Des solutions pour tous les goûts
Les experts en jardinage et en technologie ont compris ce besoin et se sont orientés vers le marché du jardin d’intérieur, à l’image d’Ikea qui propose divers systèmes d'aquaponie, allant de simples bacs lumineux à des armoires potagères encastrables. Les prix varient d’environ 80 € pour un aquarium à près de 3500 € pour une armoire spécialisée. Ces innovations facilitent l’accès à des herbes fraîches et mini-légumes, rendant la culture accessible à tous.

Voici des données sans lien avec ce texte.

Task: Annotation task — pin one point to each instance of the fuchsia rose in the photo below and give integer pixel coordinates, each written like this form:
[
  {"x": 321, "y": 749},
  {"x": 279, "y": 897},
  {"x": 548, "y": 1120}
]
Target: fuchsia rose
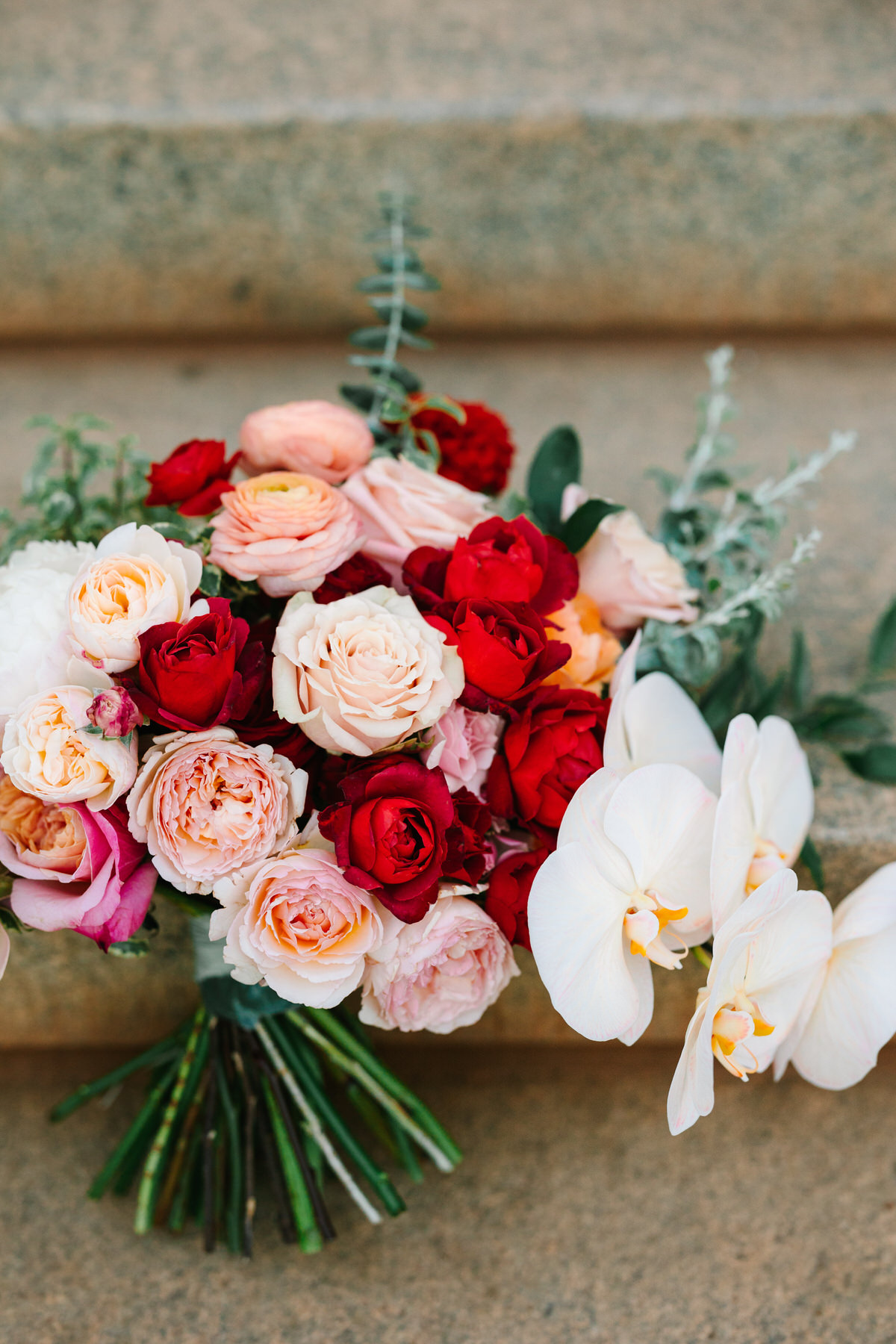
[
  {"x": 440, "y": 974},
  {"x": 74, "y": 868}
]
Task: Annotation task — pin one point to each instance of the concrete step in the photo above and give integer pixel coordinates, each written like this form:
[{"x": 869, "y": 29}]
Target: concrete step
[
  {"x": 211, "y": 168},
  {"x": 633, "y": 402}
]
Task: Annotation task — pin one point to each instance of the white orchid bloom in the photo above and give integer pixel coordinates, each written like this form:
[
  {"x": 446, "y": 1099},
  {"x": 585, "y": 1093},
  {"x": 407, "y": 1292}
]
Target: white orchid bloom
[
  {"x": 628, "y": 885},
  {"x": 852, "y": 1012},
  {"x": 765, "y": 809},
  {"x": 655, "y": 722},
  {"x": 766, "y": 960}
]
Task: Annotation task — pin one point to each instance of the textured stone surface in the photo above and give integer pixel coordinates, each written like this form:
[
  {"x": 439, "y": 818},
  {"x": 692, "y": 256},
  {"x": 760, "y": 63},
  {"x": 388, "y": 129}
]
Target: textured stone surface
[
  {"x": 574, "y": 1216},
  {"x": 213, "y": 167}
]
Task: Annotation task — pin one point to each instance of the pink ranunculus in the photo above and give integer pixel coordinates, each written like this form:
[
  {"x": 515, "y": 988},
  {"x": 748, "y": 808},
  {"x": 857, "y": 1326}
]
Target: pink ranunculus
[
  {"x": 464, "y": 745},
  {"x": 297, "y": 924},
  {"x": 314, "y": 437},
  {"x": 633, "y": 578},
  {"x": 440, "y": 974},
  {"x": 403, "y": 507},
  {"x": 74, "y": 868},
  {"x": 287, "y": 531},
  {"x": 206, "y": 804}
]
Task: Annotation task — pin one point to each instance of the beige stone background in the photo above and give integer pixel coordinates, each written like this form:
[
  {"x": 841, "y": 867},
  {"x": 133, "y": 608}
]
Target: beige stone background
[{"x": 613, "y": 190}]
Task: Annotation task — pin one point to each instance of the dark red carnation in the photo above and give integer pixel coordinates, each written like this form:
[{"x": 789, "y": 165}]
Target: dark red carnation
[
  {"x": 508, "y": 898},
  {"x": 199, "y": 673},
  {"x": 553, "y": 747},
  {"x": 477, "y": 453},
  {"x": 504, "y": 561},
  {"x": 504, "y": 648},
  {"x": 354, "y": 576},
  {"x": 193, "y": 477}
]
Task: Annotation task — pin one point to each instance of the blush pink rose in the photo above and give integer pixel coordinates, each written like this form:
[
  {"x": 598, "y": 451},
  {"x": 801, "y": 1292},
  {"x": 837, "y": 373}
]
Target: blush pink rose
[
  {"x": 440, "y": 974},
  {"x": 633, "y": 578},
  {"x": 299, "y": 925},
  {"x": 206, "y": 804},
  {"x": 464, "y": 745},
  {"x": 314, "y": 437},
  {"x": 405, "y": 507},
  {"x": 284, "y": 530},
  {"x": 74, "y": 868}
]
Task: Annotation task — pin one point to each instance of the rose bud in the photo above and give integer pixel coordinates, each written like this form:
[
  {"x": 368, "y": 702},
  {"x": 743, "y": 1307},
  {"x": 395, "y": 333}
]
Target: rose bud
[{"x": 193, "y": 477}]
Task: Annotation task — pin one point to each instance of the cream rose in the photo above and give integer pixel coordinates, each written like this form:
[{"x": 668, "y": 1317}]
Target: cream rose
[
  {"x": 314, "y": 437},
  {"x": 294, "y": 922},
  {"x": 632, "y": 577},
  {"x": 364, "y": 672},
  {"x": 137, "y": 579},
  {"x": 206, "y": 804},
  {"x": 284, "y": 530},
  {"x": 403, "y": 507},
  {"x": 50, "y": 750},
  {"x": 440, "y": 974}
]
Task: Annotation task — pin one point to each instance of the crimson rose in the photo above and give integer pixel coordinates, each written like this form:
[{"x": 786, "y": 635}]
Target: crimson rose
[
  {"x": 396, "y": 833},
  {"x": 553, "y": 747},
  {"x": 477, "y": 453},
  {"x": 193, "y": 477},
  {"x": 504, "y": 650},
  {"x": 504, "y": 561},
  {"x": 508, "y": 898},
  {"x": 199, "y": 673}
]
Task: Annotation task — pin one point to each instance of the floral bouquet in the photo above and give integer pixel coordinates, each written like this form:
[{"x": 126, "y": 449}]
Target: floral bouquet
[{"x": 373, "y": 721}]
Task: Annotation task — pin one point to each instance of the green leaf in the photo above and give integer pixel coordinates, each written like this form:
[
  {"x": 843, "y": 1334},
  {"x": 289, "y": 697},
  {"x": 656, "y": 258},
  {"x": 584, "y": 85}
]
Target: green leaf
[
  {"x": 875, "y": 762},
  {"x": 812, "y": 859},
  {"x": 556, "y": 464},
  {"x": 579, "y": 529}
]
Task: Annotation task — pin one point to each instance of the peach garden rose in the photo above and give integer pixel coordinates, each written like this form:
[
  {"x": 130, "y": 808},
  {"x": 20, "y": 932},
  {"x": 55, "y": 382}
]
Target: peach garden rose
[{"x": 206, "y": 804}]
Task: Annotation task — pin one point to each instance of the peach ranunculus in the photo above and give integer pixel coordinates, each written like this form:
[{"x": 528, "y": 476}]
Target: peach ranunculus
[
  {"x": 206, "y": 804},
  {"x": 405, "y": 507},
  {"x": 440, "y": 974},
  {"x": 284, "y": 530},
  {"x": 136, "y": 579},
  {"x": 364, "y": 672},
  {"x": 52, "y": 750},
  {"x": 297, "y": 924},
  {"x": 594, "y": 650},
  {"x": 632, "y": 577},
  {"x": 314, "y": 437}
]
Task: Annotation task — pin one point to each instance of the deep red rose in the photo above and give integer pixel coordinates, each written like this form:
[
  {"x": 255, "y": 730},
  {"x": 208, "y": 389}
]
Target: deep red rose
[
  {"x": 504, "y": 648},
  {"x": 199, "y": 673},
  {"x": 354, "y": 576},
  {"x": 477, "y": 453},
  {"x": 508, "y": 898},
  {"x": 504, "y": 561},
  {"x": 193, "y": 477},
  {"x": 553, "y": 747}
]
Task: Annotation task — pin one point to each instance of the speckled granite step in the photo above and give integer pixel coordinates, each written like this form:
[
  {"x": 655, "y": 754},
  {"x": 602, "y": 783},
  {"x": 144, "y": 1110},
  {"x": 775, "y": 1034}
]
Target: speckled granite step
[{"x": 211, "y": 167}]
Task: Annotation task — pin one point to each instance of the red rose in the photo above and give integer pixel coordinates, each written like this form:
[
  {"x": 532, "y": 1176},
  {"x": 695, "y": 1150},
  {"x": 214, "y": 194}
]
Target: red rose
[
  {"x": 504, "y": 561},
  {"x": 354, "y": 576},
  {"x": 553, "y": 747},
  {"x": 199, "y": 673},
  {"x": 508, "y": 898},
  {"x": 193, "y": 477},
  {"x": 477, "y": 453},
  {"x": 504, "y": 648}
]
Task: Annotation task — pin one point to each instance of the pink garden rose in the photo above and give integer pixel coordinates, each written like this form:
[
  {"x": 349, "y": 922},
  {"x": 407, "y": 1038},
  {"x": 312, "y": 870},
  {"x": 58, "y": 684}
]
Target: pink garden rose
[
  {"x": 405, "y": 507},
  {"x": 633, "y": 578},
  {"x": 440, "y": 974},
  {"x": 206, "y": 804},
  {"x": 287, "y": 531},
  {"x": 462, "y": 746},
  {"x": 314, "y": 437},
  {"x": 74, "y": 868},
  {"x": 297, "y": 924}
]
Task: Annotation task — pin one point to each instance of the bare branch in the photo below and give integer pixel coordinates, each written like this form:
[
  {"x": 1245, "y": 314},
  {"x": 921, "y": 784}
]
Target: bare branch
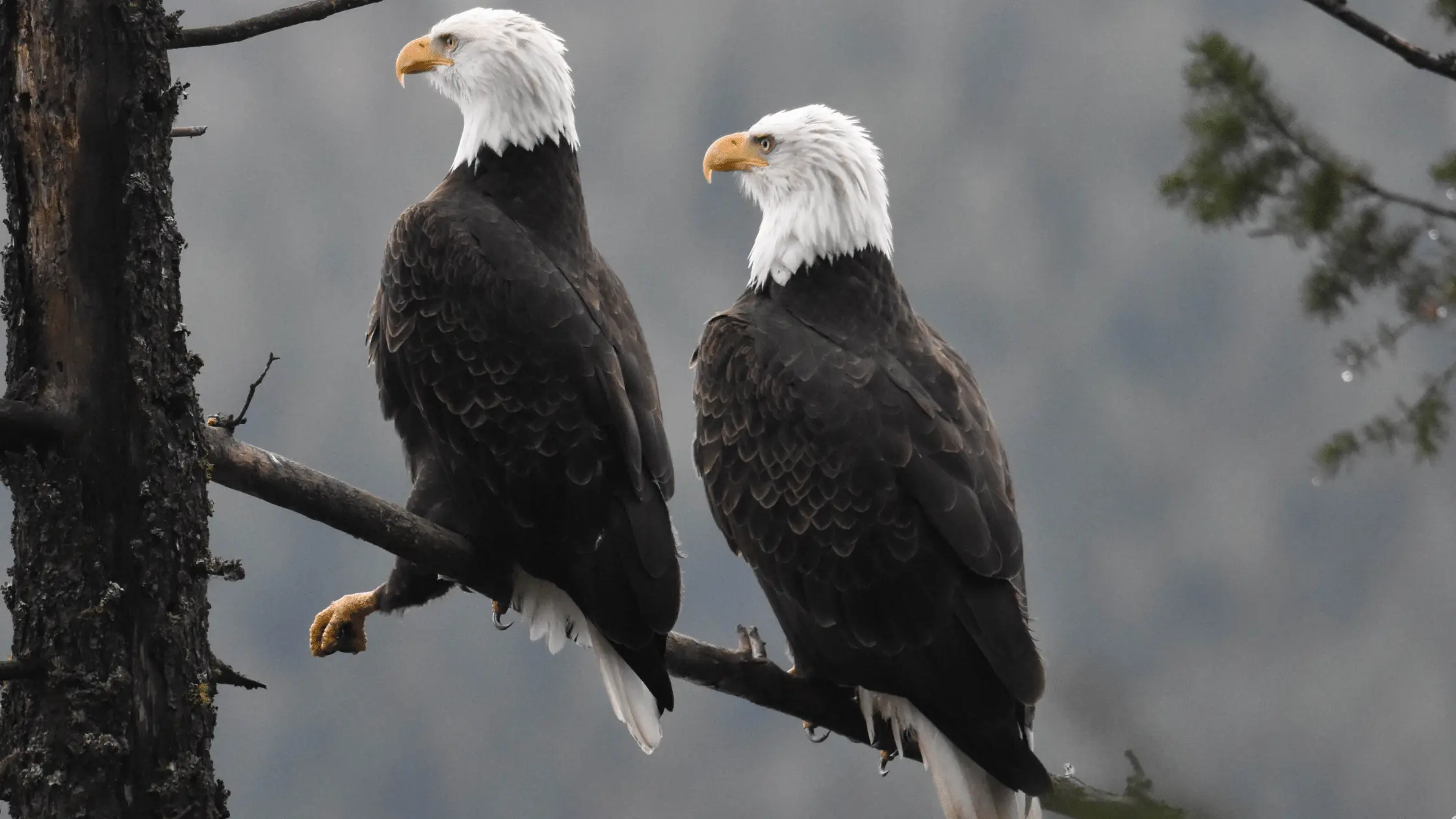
[
  {"x": 223, "y": 673},
  {"x": 23, "y": 424},
  {"x": 1443, "y": 64},
  {"x": 743, "y": 672},
  {"x": 334, "y": 503},
  {"x": 264, "y": 23}
]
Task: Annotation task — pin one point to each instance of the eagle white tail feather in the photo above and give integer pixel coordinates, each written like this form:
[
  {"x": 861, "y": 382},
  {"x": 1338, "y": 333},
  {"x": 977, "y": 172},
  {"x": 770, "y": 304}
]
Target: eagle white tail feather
[
  {"x": 552, "y": 614},
  {"x": 966, "y": 790}
]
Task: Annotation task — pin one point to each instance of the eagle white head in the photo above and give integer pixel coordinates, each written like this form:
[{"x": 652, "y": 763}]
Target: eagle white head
[
  {"x": 507, "y": 73},
  {"x": 817, "y": 178}
]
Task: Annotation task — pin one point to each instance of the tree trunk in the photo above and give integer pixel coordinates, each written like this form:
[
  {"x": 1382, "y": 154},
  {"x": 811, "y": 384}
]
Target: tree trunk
[{"x": 110, "y": 586}]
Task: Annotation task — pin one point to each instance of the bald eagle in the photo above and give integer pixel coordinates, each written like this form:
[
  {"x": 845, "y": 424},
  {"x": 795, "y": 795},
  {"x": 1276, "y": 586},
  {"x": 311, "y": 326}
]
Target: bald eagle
[
  {"x": 851, "y": 461},
  {"x": 513, "y": 366}
]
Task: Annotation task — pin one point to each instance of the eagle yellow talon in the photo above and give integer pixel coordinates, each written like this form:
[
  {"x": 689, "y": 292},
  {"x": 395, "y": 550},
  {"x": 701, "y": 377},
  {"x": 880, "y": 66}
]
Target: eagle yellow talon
[{"x": 341, "y": 625}]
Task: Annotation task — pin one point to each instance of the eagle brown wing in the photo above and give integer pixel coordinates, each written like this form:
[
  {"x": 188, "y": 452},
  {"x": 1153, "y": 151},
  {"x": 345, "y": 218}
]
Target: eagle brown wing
[
  {"x": 870, "y": 493},
  {"x": 525, "y": 372}
]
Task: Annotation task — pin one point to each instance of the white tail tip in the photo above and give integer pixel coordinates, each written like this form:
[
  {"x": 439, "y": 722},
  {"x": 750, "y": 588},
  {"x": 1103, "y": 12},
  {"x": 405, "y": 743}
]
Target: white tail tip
[
  {"x": 966, "y": 790},
  {"x": 552, "y": 614}
]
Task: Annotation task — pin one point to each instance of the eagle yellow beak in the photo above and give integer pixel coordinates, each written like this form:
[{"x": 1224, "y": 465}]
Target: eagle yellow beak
[
  {"x": 734, "y": 152},
  {"x": 417, "y": 57}
]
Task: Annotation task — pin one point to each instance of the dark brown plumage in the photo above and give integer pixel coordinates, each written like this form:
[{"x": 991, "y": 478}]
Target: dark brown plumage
[
  {"x": 514, "y": 369},
  {"x": 851, "y": 461}
]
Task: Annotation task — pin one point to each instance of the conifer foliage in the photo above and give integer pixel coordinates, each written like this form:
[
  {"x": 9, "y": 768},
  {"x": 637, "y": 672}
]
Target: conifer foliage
[{"x": 1251, "y": 162}]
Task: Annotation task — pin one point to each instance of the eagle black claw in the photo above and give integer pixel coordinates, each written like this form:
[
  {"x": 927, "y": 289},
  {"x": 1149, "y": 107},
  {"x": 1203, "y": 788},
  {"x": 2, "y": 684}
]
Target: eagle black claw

Le plaisir de l'ultra-local
Le chef François Pasteau, qui a testé une armoire de culture en restaurant, y a découvert les avantages de choisir des ingrédients ultra-locaux : "Cela utilise de l'eau et de l'électricité, certes, mais bien moins que les livraisons en camion réfrigéré". L'enthousiasme pour des produits frais encourage les ventes de potagers d’intérieur. Emmanuelle Ferla, qui commercialise des armoires potagères, souligne que ces systèmes peuvent intéresser les collectivités, notamment en restauration scolaire. La tendance Do It Yourself (DIY) continue de croître, rendant gratifiant le fait de cultiver soi-même ses aliments.
Opter pour des semences responsables
Éric Birlouez ajoute que "85% des aliments sont transformés industriellement", suscitant des inquiétudes sur notre alimentation. Cultiver, c'est reprendre le contrôle sur ce que l'on consomme. Face aux scandales sanitaires, l’engouement pour le jardinage devrait perdurer. Beaucoup préfèrent un mode de culture autonome, à l’image des tendances passées comme les machines à pain. François Pasteau conclut : "Dès qu’on cultive, il est essentiel de choisir des semences bio et paysannes pour garantir la qualité".